Walking briskly for just 22 minutes a day will help you to reach your minimum weekly goal of 2.5 hours of moderate-intensity exercise—and in the process, lower your risk of heart disease and obesity. Walking doesn’t require any special skills or training. Aside from a comfortable pair of shoes, you don’t need any specialized equipment, and it can be done almost anywhere. You just have to resolve to get up and go.

Look for creative ways to fit a brisk walk into your daily schedule. Ditch the car and walk to the grocery store, for example, or take a walk during your lunch hour, or walk while you’re talking on the phone.

Use a walk to clear your head. Use the time to take a break from the stressors of everyday life and give yourself some precious alone time. Fresh air and some time to think can work wonders for your mood.
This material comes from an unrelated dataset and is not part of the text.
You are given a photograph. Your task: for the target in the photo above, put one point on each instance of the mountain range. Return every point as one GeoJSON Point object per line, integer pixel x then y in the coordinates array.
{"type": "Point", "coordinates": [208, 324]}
Or make it a social event and walk with others. Invite friends, family members, or work colleagues to walk with you. Taking a walk can provide a great opportunity to catch up with an existing friend or strengthen the bond with a new one.

Enjoy time in nature. Walking in parks, on beaches, or along hiking trails or riverbanks can add to the mood boost you experience from exercising. Spending time in nature can release endorphins, the brain’s feel-good chemicals that improve mood and relieve stress.

Walk in a mall or on a treadmill. When the weather’s bad, you can walk briskly around a mall while window shopping or use a treadmill in a gym or health club and catch up on your favorite TV show or podcast.

Walk a dog. If don’t own a dog, you can volunteer to walk homeless dogs for an animal shelter or rescue group. You’ll not only be helping yourself but also be helping to socialize and exercise the dogs, making them more adoptable.

Try mindful walking

Adding a mindfulness element to a walk can help break the flow of worries and negative thoughts that many of us experience when we’re stressed, anxious, or depressed. Instead of focusing on your thoughts, focus on how your body feels as you move. Notice the sensation of your feet hitting the ground, for example, or the feeling of the wind or sunlight on your skin, or the rhythm of your breathing.